Ofisten garip bir hisle ayrılıyorum. İyi bir savaşçı olduğumu biliyorum, yürümeye başlamadan önce antrenman yapıyordum, ama bunun için tanınmak? Bu, içimde tuhaf bir his uyandırıyor. Belki de bu, ebeveynlerinizin sizi övdüğünde hissettiğiniz şeydir. Beta Felix'i garajın dışında buluyorum, neredeyse heyecandan zıplıyor. O, muhtemelen bir ebeveyne en yakın şey, sonuçta beni bulan ve Alpha Marcus'u savaşçıların beni alıp yetiştirmelerine ikna eden kişi o.

"Merhaba, küçük savaşçı!"

"Beta Felix. Bu şerefi neye borçluyum?"

"Üzerinde çalıştığımız o motoru biliyor musun?" Gülümseyerek, sürü evinden garaja açılan kapıyı açıyor. "İşte, bitirdim."

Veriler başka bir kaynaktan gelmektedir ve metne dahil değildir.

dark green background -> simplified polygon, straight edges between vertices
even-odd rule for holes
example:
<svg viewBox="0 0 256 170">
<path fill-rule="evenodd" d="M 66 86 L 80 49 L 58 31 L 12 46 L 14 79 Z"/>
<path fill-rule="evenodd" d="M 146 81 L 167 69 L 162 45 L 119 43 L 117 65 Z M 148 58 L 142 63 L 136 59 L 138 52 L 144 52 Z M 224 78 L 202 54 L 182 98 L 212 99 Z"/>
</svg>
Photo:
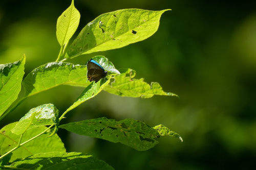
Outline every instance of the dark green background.
<svg viewBox="0 0 256 170">
<path fill-rule="evenodd" d="M 133 118 L 151 126 L 163 124 L 181 142 L 163 137 L 139 152 L 120 143 L 60 130 L 68 152 L 82 152 L 116 169 L 253 169 L 256 159 L 256 2 L 255 1 L 76 0 L 81 13 L 77 35 L 98 15 L 124 8 L 160 10 L 158 31 L 120 49 L 68 61 L 85 64 L 102 55 L 117 68 L 131 68 L 137 78 L 160 83 L 175 97 L 122 98 L 102 92 L 67 115 L 70 122 L 101 116 Z M 58 17 L 71 1 L 0 2 L 0 63 L 27 56 L 25 74 L 56 60 Z M 31 108 L 54 104 L 63 112 L 82 88 L 60 86 L 31 96 L 1 122 L 19 119 Z"/>
</svg>

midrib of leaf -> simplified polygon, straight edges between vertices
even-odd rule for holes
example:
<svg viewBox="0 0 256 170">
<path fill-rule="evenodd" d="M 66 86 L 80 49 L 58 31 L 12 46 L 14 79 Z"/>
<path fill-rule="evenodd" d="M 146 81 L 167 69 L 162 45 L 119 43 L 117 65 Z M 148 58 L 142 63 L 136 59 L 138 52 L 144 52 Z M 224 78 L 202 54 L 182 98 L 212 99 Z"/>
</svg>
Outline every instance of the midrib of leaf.
<svg viewBox="0 0 256 170">
<path fill-rule="evenodd" d="M 5 135 L 5 134 L 4 134 L 2 133 L 1 133 L 1 132 L 0 132 L 0 134 L 1 134 L 1 135 L 2 135 L 5 136 L 5 137 L 6 137 L 6 138 L 7 138 L 9 139 L 10 140 L 12 140 L 14 142 L 15 142 L 16 143 L 18 143 L 18 142 L 17 142 L 16 140 L 15 140 L 14 139 L 13 139 L 13 138 L 12 138 L 11 137 L 9 137 L 9 136 L 7 136 L 7 135 Z M 4 142 L 5 142 L 5 141 L 6 140 L 6 138 L 5 138 L 5 139 L 4 140 L 4 142 L 3 142 L 3 143 L 4 143 Z M 28 149 L 27 149 L 26 147 L 24 147 L 24 146 L 23 146 L 23 146 L 21 146 L 21 147 L 22 147 L 22 148 L 23 148 L 24 149 L 25 149 L 25 150 L 27 150 L 27 151 L 28 151 L 28 152 L 29 152 L 29 153 L 30 153 L 30 154 L 31 154 L 31 155 L 33 155 L 33 153 L 32 153 L 32 152 L 31 152 L 30 151 L 29 151 L 29 150 L 28 150 Z"/>
<path fill-rule="evenodd" d="M 74 1 L 72 1 L 72 4 L 71 4 L 71 12 L 70 12 L 70 13 L 71 13 L 71 15 L 70 15 L 70 17 L 69 17 L 69 23 L 68 25 L 68 27 L 67 27 L 67 28 L 66 29 L 66 34 L 65 34 L 65 35 L 64 36 L 64 40 L 63 41 L 63 43 L 61 45 L 61 46 L 63 46 L 64 45 L 63 43 L 65 43 L 65 39 L 66 39 L 66 37 L 67 36 L 67 33 L 68 33 L 68 30 L 69 30 L 69 26 L 70 25 L 70 22 L 71 22 L 71 18 L 72 18 L 72 13 L 73 13 L 73 7 L 75 7 L 74 6 L 74 3 L 73 3 Z M 69 41 L 68 41 L 68 42 Z"/>
<path fill-rule="evenodd" d="M 158 16 L 158 15 L 161 15 L 161 14 L 162 14 L 163 12 L 164 12 L 165 11 L 167 11 L 167 10 L 169 10 L 169 9 L 168 9 L 168 10 L 164 10 L 164 11 L 163 11 L 163 12 L 162 12 L 162 13 L 159 13 L 159 14 L 156 15 L 156 16 L 155 16 L 154 17 L 152 17 L 152 18 L 151 18 L 151 20 L 153 19 L 153 18 L 155 18 L 156 17 Z M 145 13 L 145 12 L 145 12 L 144 13 Z M 122 14 L 122 13 L 121 14 L 120 16 L 121 16 Z M 128 19 L 127 21 L 128 21 L 128 20 L 129 20 L 129 19 L 131 18 L 131 15 L 132 15 L 132 14 L 130 15 L 130 16 L 129 16 L 129 18 Z M 142 14 L 141 14 L 141 15 L 140 15 L 140 17 L 141 17 L 141 15 L 142 15 Z M 110 18 L 109 18 L 109 19 L 108 20 L 108 21 L 107 21 L 107 22 L 106 22 L 107 23 L 108 23 L 109 20 L 110 19 Z M 95 20 L 96 20 L 96 19 L 94 19 L 94 20 L 93 20 L 92 22 L 94 22 Z M 119 19 L 118 19 L 118 20 L 117 21 L 117 23 L 116 23 L 116 26 L 115 26 L 116 27 L 115 27 L 115 33 L 116 33 L 116 25 L 117 25 L 117 22 L 118 22 L 118 21 L 119 21 Z M 148 20 L 147 22 L 145 22 L 143 23 L 142 24 L 139 25 L 138 27 L 136 27 L 136 28 L 138 28 L 139 26 L 143 26 L 144 24 L 145 24 L 145 23 L 147 22 L 148 22 L 148 21 L 150 21 L 150 20 Z M 90 23 L 91 23 L 91 22 L 90 22 Z M 128 25 L 127 25 L 127 27 L 128 27 L 128 28 L 129 28 L 129 26 L 128 26 Z M 90 26 L 88 26 L 88 27 L 90 27 Z M 107 25 L 106 25 L 106 27 L 107 27 Z M 94 30 L 93 30 L 93 31 L 94 31 L 94 30 L 95 30 L 95 29 L 96 29 L 96 27 L 95 27 L 95 28 L 94 28 Z M 129 31 L 132 31 L 132 30 L 133 30 L 133 29 L 129 29 L 129 31 L 127 31 L 127 32 L 126 32 L 125 33 L 123 33 L 123 34 L 121 34 L 121 35 L 119 35 L 119 36 L 118 36 L 115 37 L 114 38 L 118 38 L 118 37 L 119 37 L 120 36 L 122 36 L 123 35 L 124 35 L 124 34 L 126 34 L 126 33 L 128 33 L 128 32 L 129 32 Z M 104 39 L 105 39 L 105 34 L 104 34 Z M 85 51 L 85 52 L 80 52 L 80 53 L 78 53 L 78 54 L 76 54 L 76 55 L 74 55 L 74 56 L 71 56 L 70 57 L 70 58 L 74 58 L 74 57 L 77 57 L 78 56 L 79 56 L 79 55 L 82 55 L 83 53 L 85 53 L 85 52 L 87 52 L 87 51 L 89 51 L 89 50 L 92 50 L 92 49 L 93 49 L 94 48 L 95 48 L 95 47 L 97 47 L 97 46 L 99 46 L 99 45 L 101 45 L 101 44 L 104 44 L 104 43 L 106 43 L 106 42 L 110 41 L 111 41 L 111 39 L 109 39 L 109 40 L 106 40 L 106 41 L 103 41 L 103 42 L 101 42 L 101 43 L 99 43 L 99 44 L 97 44 L 97 46 L 95 46 L 93 47 L 93 48 L 88 49 L 88 50 L 87 50 L 86 51 Z"/>
<path fill-rule="evenodd" d="M 87 75 L 86 75 L 86 76 L 84 76 L 80 77 L 77 78 L 76 78 L 76 79 L 74 79 L 74 80 L 72 80 L 72 81 L 70 81 L 70 80 L 69 80 L 69 76 L 70 76 L 70 74 L 69 74 L 69 81 L 66 81 L 66 82 L 63 82 L 63 83 L 62 83 L 58 84 L 58 85 L 55 85 L 55 86 L 53 86 L 51 87 L 49 87 L 49 88 L 45 88 L 45 85 L 44 84 L 44 83 L 43 83 L 43 84 L 44 84 L 44 86 L 45 87 L 45 89 L 42 90 L 39 90 L 39 91 L 37 91 L 37 92 L 34 92 L 34 93 L 32 93 L 32 94 L 29 94 L 29 95 L 27 95 L 26 97 L 30 96 L 36 94 L 37 94 L 37 93 L 39 93 L 39 92 L 42 92 L 42 91 L 45 91 L 48 90 L 49 90 L 49 89 L 52 89 L 52 88 L 53 88 L 56 87 L 58 86 L 59 86 L 59 85 L 65 85 L 64 84 L 65 84 L 65 83 L 68 83 L 68 82 L 73 82 L 73 81 L 75 81 L 75 80 L 77 80 L 77 79 L 81 79 L 81 78 L 84 78 L 84 77 L 87 77 Z M 41 76 L 41 76 L 41 78 L 42 78 Z M 56 83 L 56 78 L 55 78 L 54 79 L 55 80 L 55 83 Z M 56 84 L 56 83 L 55 83 L 55 84 Z"/>
</svg>

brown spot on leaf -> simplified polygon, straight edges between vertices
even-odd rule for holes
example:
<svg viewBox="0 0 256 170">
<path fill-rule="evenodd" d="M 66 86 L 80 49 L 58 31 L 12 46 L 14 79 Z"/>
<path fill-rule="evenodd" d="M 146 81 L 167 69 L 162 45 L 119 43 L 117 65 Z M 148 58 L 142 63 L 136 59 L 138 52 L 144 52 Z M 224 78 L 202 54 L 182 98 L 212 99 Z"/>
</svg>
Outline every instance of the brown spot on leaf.
<svg viewBox="0 0 256 170">
<path fill-rule="evenodd" d="M 133 34 L 137 34 L 137 31 L 133 30 L 133 31 L 132 31 L 132 33 L 133 33 Z"/>
</svg>

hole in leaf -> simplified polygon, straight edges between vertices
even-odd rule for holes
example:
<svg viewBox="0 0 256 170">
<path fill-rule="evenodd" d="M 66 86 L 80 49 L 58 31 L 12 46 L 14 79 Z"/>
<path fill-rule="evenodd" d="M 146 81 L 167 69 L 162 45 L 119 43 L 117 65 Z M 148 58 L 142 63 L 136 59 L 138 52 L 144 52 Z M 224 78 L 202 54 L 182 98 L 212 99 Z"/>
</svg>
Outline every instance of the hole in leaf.
<svg viewBox="0 0 256 170">
<path fill-rule="evenodd" d="M 105 128 L 103 128 L 103 129 L 101 129 L 99 130 L 99 133 L 101 133 L 101 132 L 102 132 L 102 131 L 104 130 L 104 129 Z"/>
<path fill-rule="evenodd" d="M 136 132 L 137 133 L 138 133 L 138 134 L 143 134 L 143 135 L 144 135 L 144 134 L 145 134 L 145 133 L 143 133 L 143 132 L 137 132 L 137 131 L 136 131 Z"/>
<path fill-rule="evenodd" d="M 125 132 L 123 132 L 123 134 L 124 135 L 124 136 L 127 136 Z"/>
<path fill-rule="evenodd" d="M 110 126 L 109 126 L 108 127 L 110 128 L 111 129 L 113 129 L 113 130 L 117 130 L 117 128 L 113 128 L 113 127 L 111 127 Z"/>
<path fill-rule="evenodd" d="M 125 123 L 122 123 L 122 128 L 124 128 L 124 129 L 127 129 L 127 126 L 125 125 Z"/>
<path fill-rule="evenodd" d="M 141 140 L 141 141 L 147 141 L 148 142 L 152 142 L 152 143 L 154 143 L 155 142 L 155 140 L 152 140 L 151 139 L 150 139 L 150 138 L 143 138 L 142 136 L 140 136 L 140 140 Z"/>
</svg>

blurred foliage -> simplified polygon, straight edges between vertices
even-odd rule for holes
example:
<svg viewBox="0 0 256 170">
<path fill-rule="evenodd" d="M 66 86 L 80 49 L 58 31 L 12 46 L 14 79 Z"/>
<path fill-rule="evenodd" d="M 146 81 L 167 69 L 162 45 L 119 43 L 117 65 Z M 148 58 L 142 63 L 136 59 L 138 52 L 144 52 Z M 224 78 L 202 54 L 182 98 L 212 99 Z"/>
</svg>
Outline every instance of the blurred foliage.
<svg viewBox="0 0 256 170">
<path fill-rule="evenodd" d="M 57 19 L 70 2 L 1 1 L 0 63 L 17 61 L 25 53 L 26 75 L 55 61 L 59 50 Z M 133 118 L 151 126 L 164 125 L 184 141 L 163 137 L 154 148 L 138 152 L 60 130 L 58 134 L 68 152 L 92 155 L 117 169 L 254 167 L 256 2 L 76 0 L 75 5 L 81 14 L 79 31 L 99 15 L 116 10 L 172 9 L 163 14 L 158 31 L 148 39 L 69 62 L 85 64 L 91 57 L 102 55 L 117 68 L 134 69 L 138 77 L 159 82 L 165 91 L 180 99 L 134 99 L 102 92 L 71 111 L 66 123 L 101 116 Z M 46 103 L 54 104 L 63 112 L 82 90 L 62 86 L 31 96 L 1 122 L 1 128 Z"/>
</svg>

Orada, tüm ihtişamıyla, Felix ve benim bir yıldan fazla bir süredir üzerinde uğraştığımız özel projemiz duruyor. Parça parça satın aldık ve sıfırdan inşa ettik, kendi özel yapım CBR1000'imiz. Gece kadar siyah, tilki kadar zarif, hızı ise deli bir yarış atı gibi. "Vay. O gerçekten güzel..." Elimi parlak dış yüzeyinde gezdiriyorum. Bu, birlikte inşa ettiğimiz üçüncü motor. Felix, küçükken bana motorlarıyla nasıl uğraşılacağını öğretmeye başladı ve sonunda kendi motorlarımızı birlikte yapmaya başladık. İlk motor, bana sürmeyi öğrettiği bir CBR600'dü, sonra lime yeşili ve cehennem kadar seksi bir 1000, ki Felix onu kendine aldı.

"Bunu hak ettin." Gülümseyerek anahtarları bana fırlatıyor.

"Şaka yapıyorsun, gerçekten mi?"

"Gerçekten, gerçekten. Git ekipmanını al ve yüzünü temizle. Bu bebeği sürmeye çıkıyoruz!"